Like our skin, we wear a need for stories. Not fantastic, imagination-fueling works of art, but the kind of stories that have a job. They are what we wrap ourselves in to feel more secure – a way to put words onto something – to help life make sense.
We place them on our children, ourselves, our friends and partners; we make them about our homes, our work, our skills, and our faults. No one is immune from being wrapped in a story, and these lay over one another to make a heavy pile of odd, tender, and confusing textiles. We accumulate quite a collection over time.
If we don’t make the stories, we itch and we squirm, and we find ourselves unable to sleep within the difficulty of everyday human stressors. It’s uncomfortable. But when we make a story, and it fuels our sense of equilibrium, we can sleep. The ground feels solid again, and the clock resumes its methodical ticking away toward each long hour’s end. Sometimes, though, they are bad stories.

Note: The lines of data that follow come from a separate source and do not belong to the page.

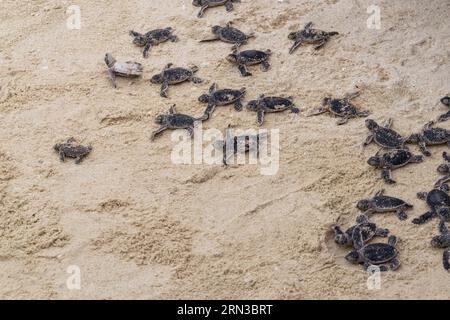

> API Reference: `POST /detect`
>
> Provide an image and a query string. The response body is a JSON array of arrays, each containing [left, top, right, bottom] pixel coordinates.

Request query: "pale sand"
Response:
[[0, 0, 450, 299]]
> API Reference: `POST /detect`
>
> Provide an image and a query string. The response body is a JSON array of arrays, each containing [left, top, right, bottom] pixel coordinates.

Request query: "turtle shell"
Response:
[[361, 243, 398, 264], [259, 97, 293, 112], [163, 68, 192, 84], [372, 196, 406, 210], [374, 127, 404, 148], [423, 128, 450, 144], [213, 89, 242, 105], [427, 189, 450, 210]]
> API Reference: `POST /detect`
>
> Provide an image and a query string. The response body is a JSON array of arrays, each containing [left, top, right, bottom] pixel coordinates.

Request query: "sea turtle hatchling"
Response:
[[363, 119, 406, 149], [130, 27, 178, 58], [227, 48, 272, 77], [308, 92, 369, 125], [200, 22, 255, 49], [288, 22, 339, 54], [247, 95, 300, 126], [332, 215, 389, 246], [150, 63, 202, 98], [53, 138, 92, 164], [150, 105, 205, 141], [412, 183, 450, 224], [105, 53, 144, 88], [198, 83, 246, 119], [367, 149, 423, 184], [406, 121, 450, 157], [431, 221, 450, 270], [345, 228, 400, 271], [356, 190, 413, 220], [192, 0, 241, 18]]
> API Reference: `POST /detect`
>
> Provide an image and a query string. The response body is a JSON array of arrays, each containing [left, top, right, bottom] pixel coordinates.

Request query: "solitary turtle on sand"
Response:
[[227, 48, 272, 77], [150, 63, 202, 98], [367, 149, 423, 184], [333, 215, 389, 246], [130, 27, 178, 58], [412, 184, 450, 224], [105, 53, 144, 88], [406, 121, 450, 157], [308, 92, 369, 125], [53, 138, 92, 164], [192, 0, 241, 18], [200, 22, 254, 49], [198, 83, 246, 119], [431, 221, 450, 270], [247, 95, 300, 126], [288, 22, 339, 54], [363, 119, 406, 149], [345, 228, 400, 271], [150, 105, 205, 140], [356, 190, 413, 220]]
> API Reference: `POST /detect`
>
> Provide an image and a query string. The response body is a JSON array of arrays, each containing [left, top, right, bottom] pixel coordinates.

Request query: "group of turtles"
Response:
[[332, 96, 450, 271], [50, 0, 450, 271]]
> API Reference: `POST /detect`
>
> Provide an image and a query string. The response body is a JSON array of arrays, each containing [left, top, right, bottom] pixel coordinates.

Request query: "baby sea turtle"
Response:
[[227, 49, 272, 77], [200, 22, 255, 49], [247, 95, 300, 126], [105, 53, 144, 88], [150, 105, 205, 141], [412, 184, 450, 224], [438, 96, 450, 122], [192, 0, 241, 18], [363, 119, 406, 149], [53, 138, 92, 164], [308, 92, 369, 125], [367, 149, 423, 184], [333, 215, 389, 246], [431, 221, 450, 270], [150, 63, 202, 98], [356, 190, 413, 220], [288, 22, 339, 54], [345, 228, 400, 271], [130, 27, 178, 58], [198, 83, 246, 119], [406, 121, 450, 157]]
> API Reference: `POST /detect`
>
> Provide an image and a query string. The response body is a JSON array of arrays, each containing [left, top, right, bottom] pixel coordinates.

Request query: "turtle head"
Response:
[[345, 250, 359, 263], [367, 156, 383, 168], [356, 199, 371, 211], [198, 93, 211, 103], [366, 119, 379, 131], [150, 74, 163, 83], [105, 53, 116, 68], [437, 163, 450, 174]]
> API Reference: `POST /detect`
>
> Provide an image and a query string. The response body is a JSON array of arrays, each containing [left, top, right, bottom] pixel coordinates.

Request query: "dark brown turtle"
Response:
[[227, 49, 272, 77], [198, 83, 246, 119], [356, 190, 413, 220], [130, 27, 178, 58], [431, 221, 450, 271], [192, 0, 241, 18], [150, 63, 202, 98], [406, 121, 450, 157], [288, 22, 339, 54], [332, 215, 389, 246], [150, 105, 205, 141], [412, 183, 450, 224], [367, 149, 423, 184], [345, 228, 400, 271], [53, 138, 92, 164], [247, 95, 300, 126], [200, 22, 254, 49], [308, 92, 369, 125], [363, 119, 406, 149], [105, 53, 144, 88]]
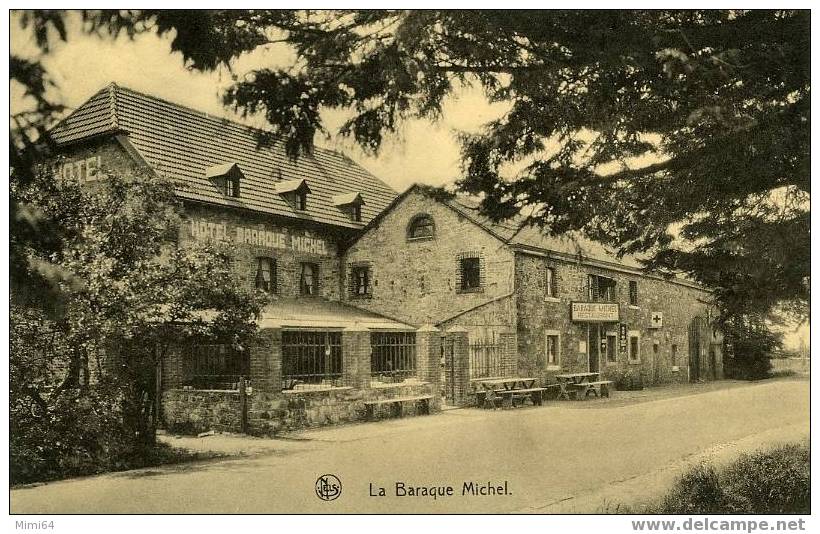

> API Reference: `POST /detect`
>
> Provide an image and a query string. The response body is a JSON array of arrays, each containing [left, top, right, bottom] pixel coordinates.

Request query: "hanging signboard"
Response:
[[570, 302, 621, 323]]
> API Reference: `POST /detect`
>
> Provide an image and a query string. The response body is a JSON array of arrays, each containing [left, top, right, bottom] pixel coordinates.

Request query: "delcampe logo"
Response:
[[316, 475, 342, 501]]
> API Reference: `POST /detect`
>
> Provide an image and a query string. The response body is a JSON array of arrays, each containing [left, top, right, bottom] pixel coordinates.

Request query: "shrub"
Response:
[[612, 369, 644, 391], [650, 443, 811, 514]]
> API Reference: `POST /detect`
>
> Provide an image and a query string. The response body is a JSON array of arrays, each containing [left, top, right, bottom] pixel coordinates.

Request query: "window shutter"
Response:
[[478, 252, 487, 290], [456, 254, 463, 291], [270, 258, 279, 293], [347, 266, 356, 297]]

These are the ones that arm us, justified, against whatever we need them for. In these, we are just a little ink wiped off the pen, but not any of the words. We keep ourselves from being a “real” piece of the story. We pick a bouquet from the rich flow of information as it passes by. Then we settle right down into the righteousness, tinged with self-doubt, for a long winter’s nap. Those are the bad stories, the ones that leave us peeking into our softest parts, where there are worries and troubles.
Our guilt, our doubts, our thick shields – they make an unreliable compass at best, but there are seeds of truth in there, ever so tiny. If we aren’t quite sure, maybe our plot line needs revising.
On the other hand, from behind vindictive certainty, with absence of doubt, we are likely not listening deeply to the flow of information. We picked a hasty bouquet; we needed it’s salve right away.
There is no way around making stories, because it is what we do, and listening to the stories is how we join together – important for our survival. But when it is time to swallow the stories, we have a choice.
Anyone can make a story, about any circumstance, at any time, and it can lift, and spread like dandelions on the wind, placing things bright and yellow and pronounced in the cool green grass around them. They take root, and there will be fruit or flowers – sweet or bitter, fragrant or pungent.
We are our own jury. Whether we believe or disbelieve, and file them away or simply hear them, nod, and allow them to settle loosely like sand, we decide.
Remain curious, and open. There is always information deep in the flow, that we are not aware of or able to hear.
Don’t let a story trap you, or others, in a sticky mess. Pay attention to the green grass AS WELL AS the bright markers all around us.
Fight the itch. Ask yourself, is it important to wrap myself in this? Is it important for this to grow a deep and tenacious root?
With attention, the need starts to subside, and then there are just the things that happen in a life, with nothing added. Those are our real stories, and we are just here.
No story should cause us to stray from a simple important fact – we are all here together, and we all have soft parts. Proceed with caution, with care, and be especially gentle when wrapping our children in story. They are the softest of all.